En 1860 nace uno de los responsables de la Carora intelectual, el Dr. Ramón Pompilio Oropeza, fundador del Colegio La Esperanza o Federal Carora en 1890. Fue el mentor de Carlos Zubillaga, Rafael Tobías Marquís, Pastor Oropeza, Juan Bautista Franco, Dimas Franco Sosa, por solo mencionar a los egresados del instituto en 1914. Le hemos dedicado a este extraordinario educador una biografía en Del Colegio La Esperanza al Colegio Federal Carora, 1890-1937. (1997). Quiero destacar que Chío Zubillaga fue su alumno en el año escolar 1898-1899.
Las altas ideas también acompañan al médico cirujano egresado de la Universidad de Caracas Dr. Lucio Antonio Zubillaga, vicerrector del Colegio Federal Carora. Enseñaba en ese viejo Colegio asignaturas muy dispares, tales como las cátedras de física, astronomía y las lenguas griega y latina.
Las altas ideas tendrán su continuación y cultivo en el siglo XX con Rafael Domingo Silva Uzcátegui (1887-1980), un excepcional médico psiquiatra autodidacta que realiza una implacable crítica literaria contra los poetas modernistas hispanoamericanos Rubén Darío y Leopoldo Lugones.
Palabras finales.
Esta joya de la cultura inserta en “vasto erial” que es Carora, tiene su certero analista en Agustín Gil, de quien estamos casi seguros es la aguda pluma del joven Cecilio “Chío” Zubillaga, quien a la sazón ronda los 30 años de edad. Cuatro años antes, en 1911, perderá de manera trágica a su hermano mayor, el presbítero doctor Carlos Zubillaga, en tanto que su renuncia al selecto y excluyente Club Torres se producirá en 1913. Ha fundado Chío Zubillaga la Sociedad Patriótica Ezequiel Zamora con la cual apoyó al general Juan Vicente Gómez en su deseo de relegirse presidente de Venezuela hasta 1911, así como también será funcionario municipal al servicio del general gomero Juan de Jesús Blanco. Se trata de la luna de miel de Chío Zubillaga con el gomecismo por la que será duramente atacado después.
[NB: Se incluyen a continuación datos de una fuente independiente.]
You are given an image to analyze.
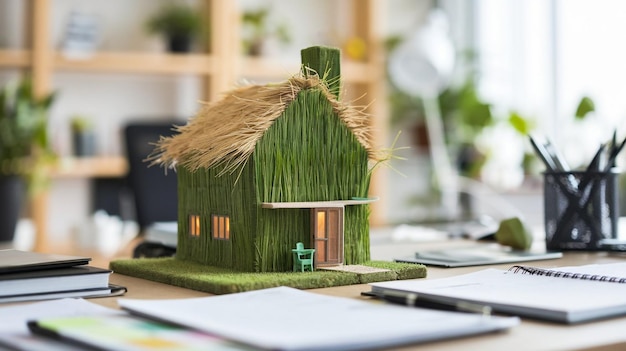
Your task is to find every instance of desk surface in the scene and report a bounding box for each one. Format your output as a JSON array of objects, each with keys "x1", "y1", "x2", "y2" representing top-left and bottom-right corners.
[{"x1": 97, "y1": 241, "x2": 626, "y2": 350}]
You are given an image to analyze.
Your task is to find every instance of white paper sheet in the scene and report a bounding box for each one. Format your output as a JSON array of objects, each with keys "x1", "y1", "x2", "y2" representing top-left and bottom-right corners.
[{"x1": 119, "y1": 287, "x2": 519, "y2": 350}]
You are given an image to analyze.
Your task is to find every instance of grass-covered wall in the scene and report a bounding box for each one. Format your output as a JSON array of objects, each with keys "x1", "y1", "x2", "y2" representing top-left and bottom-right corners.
[
  {"x1": 253, "y1": 88, "x2": 369, "y2": 270},
  {"x1": 176, "y1": 163, "x2": 260, "y2": 271}
]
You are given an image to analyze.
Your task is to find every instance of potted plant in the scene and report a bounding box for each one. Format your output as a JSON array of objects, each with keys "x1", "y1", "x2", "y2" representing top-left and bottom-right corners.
[
  {"x1": 70, "y1": 115, "x2": 96, "y2": 157},
  {"x1": 146, "y1": 3, "x2": 202, "y2": 52},
  {"x1": 0, "y1": 79, "x2": 54, "y2": 242},
  {"x1": 242, "y1": 8, "x2": 291, "y2": 56}
]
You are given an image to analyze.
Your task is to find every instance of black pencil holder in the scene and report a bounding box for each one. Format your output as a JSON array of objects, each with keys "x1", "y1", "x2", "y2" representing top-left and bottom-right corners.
[{"x1": 544, "y1": 171, "x2": 619, "y2": 251}]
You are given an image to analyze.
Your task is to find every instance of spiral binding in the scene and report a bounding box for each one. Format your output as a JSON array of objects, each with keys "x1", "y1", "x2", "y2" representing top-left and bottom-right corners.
[{"x1": 509, "y1": 266, "x2": 626, "y2": 284}]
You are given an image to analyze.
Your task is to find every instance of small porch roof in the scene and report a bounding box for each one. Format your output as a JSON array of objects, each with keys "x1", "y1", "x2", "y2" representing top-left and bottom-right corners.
[{"x1": 261, "y1": 197, "x2": 378, "y2": 209}]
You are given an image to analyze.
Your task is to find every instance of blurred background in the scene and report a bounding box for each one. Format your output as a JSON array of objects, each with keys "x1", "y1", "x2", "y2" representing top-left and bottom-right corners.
[{"x1": 0, "y1": 0, "x2": 626, "y2": 250}]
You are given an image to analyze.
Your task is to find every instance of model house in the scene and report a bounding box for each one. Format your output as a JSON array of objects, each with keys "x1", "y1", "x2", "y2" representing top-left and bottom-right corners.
[{"x1": 155, "y1": 47, "x2": 380, "y2": 272}]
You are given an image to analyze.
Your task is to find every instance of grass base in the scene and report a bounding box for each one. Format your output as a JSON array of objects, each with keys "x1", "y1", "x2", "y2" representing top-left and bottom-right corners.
[{"x1": 110, "y1": 257, "x2": 426, "y2": 295}]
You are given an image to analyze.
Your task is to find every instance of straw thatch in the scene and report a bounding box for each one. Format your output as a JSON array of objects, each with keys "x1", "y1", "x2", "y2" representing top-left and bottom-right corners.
[{"x1": 152, "y1": 76, "x2": 374, "y2": 172}]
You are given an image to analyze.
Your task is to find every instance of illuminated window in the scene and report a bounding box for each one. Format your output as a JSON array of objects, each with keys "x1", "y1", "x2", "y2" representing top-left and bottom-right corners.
[
  {"x1": 211, "y1": 215, "x2": 230, "y2": 240},
  {"x1": 189, "y1": 215, "x2": 200, "y2": 238}
]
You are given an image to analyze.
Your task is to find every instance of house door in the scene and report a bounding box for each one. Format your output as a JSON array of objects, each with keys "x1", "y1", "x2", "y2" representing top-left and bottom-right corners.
[{"x1": 311, "y1": 207, "x2": 343, "y2": 266}]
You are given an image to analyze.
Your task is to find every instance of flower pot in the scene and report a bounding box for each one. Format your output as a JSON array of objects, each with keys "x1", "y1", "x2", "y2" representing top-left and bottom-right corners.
[
  {"x1": 167, "y1": 34, "x2": 192, "y2": 52},
  {"x1": 0, "y1": 175, "x2": 24, "y2": 244},
  {"x1": 72, "y1": 131, "x2": 96, "y2": 157}
]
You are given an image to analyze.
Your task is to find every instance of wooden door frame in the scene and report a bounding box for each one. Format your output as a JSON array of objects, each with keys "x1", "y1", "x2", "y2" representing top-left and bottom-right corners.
[{"x1": 311, "y1": 207, "x2": 345, "y2": 266}]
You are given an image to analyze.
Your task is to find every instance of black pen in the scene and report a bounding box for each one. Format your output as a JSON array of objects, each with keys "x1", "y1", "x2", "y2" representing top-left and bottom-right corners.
[{"x1": 371, "y1": 291, "x2": 491, "y2": 317}]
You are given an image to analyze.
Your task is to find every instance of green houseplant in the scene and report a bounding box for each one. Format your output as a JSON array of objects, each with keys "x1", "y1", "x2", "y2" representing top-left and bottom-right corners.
[
  {"x1": 241, "y1": 8, "x2": 291, "y2": 56},
  {"x1": 146, "y1": 3, "x2": 202, "y2": 52},
  {"x1": 0, "y1": 78, "x2": 54, "y2": 242}
]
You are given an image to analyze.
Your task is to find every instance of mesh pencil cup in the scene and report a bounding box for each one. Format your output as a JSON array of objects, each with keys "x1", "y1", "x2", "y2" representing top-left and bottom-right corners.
[{"x1": 543, "y1": 170, "x2": 619, "y2": 250}]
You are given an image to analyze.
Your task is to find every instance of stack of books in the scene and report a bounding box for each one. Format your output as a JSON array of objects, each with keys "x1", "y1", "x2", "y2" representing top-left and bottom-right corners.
[{"x1": 0, "y1": 249, "x2": 126, "y2": 303}]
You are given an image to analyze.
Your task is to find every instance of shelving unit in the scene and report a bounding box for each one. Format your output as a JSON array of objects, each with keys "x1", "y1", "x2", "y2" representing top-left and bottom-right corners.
[{"x1": 0, "y1": 0, "x2": 386, "y2": 251}]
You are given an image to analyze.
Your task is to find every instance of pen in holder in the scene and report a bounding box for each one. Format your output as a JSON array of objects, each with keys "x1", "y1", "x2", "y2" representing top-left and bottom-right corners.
[{"x1": 544, "y1": 170, "x2": 619, "y2": 250}]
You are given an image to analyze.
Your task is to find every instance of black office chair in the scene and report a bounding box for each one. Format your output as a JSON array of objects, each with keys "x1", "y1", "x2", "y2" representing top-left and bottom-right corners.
[{"x1": 124, "y1": 121, "x2": 178, "y2": 257}]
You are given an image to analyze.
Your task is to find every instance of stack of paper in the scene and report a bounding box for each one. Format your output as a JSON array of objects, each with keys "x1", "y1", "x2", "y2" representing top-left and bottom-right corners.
[{"x1": 23, "y1": 287, "x2": 519, "y2": 350}]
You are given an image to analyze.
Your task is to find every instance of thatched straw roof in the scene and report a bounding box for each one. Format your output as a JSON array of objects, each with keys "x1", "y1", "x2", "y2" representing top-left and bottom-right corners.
[{"x1": 151, "y1": 76, "x2": 372, "y2": 171}]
Se perfila entonces Chío Zubillaga como duro crítico de los godos de Carora y de su terrofagia, admirador de Lenin y la Rusia Soviética, sin dejar de ser auténtico y fervoroso cristiano, lo que lo hace aparecer como un adelantado de la Teología de la Liberación latinoamericana. Será como un emblemático “intermediario cultural”, tal como lo entiende el historiador marxista francés Michel Vovelle, categoría de análisis que emplea de manera brillante la doctora Isabel Hernández Lameda en magnifica Tesis Doctoral que tuve el honor de tutorear en 2019. Es decir que Chío Zubillaga se nutre de la alta cultura de las élites alfabetizadas y la pone al servicio de las clases populares irredentas.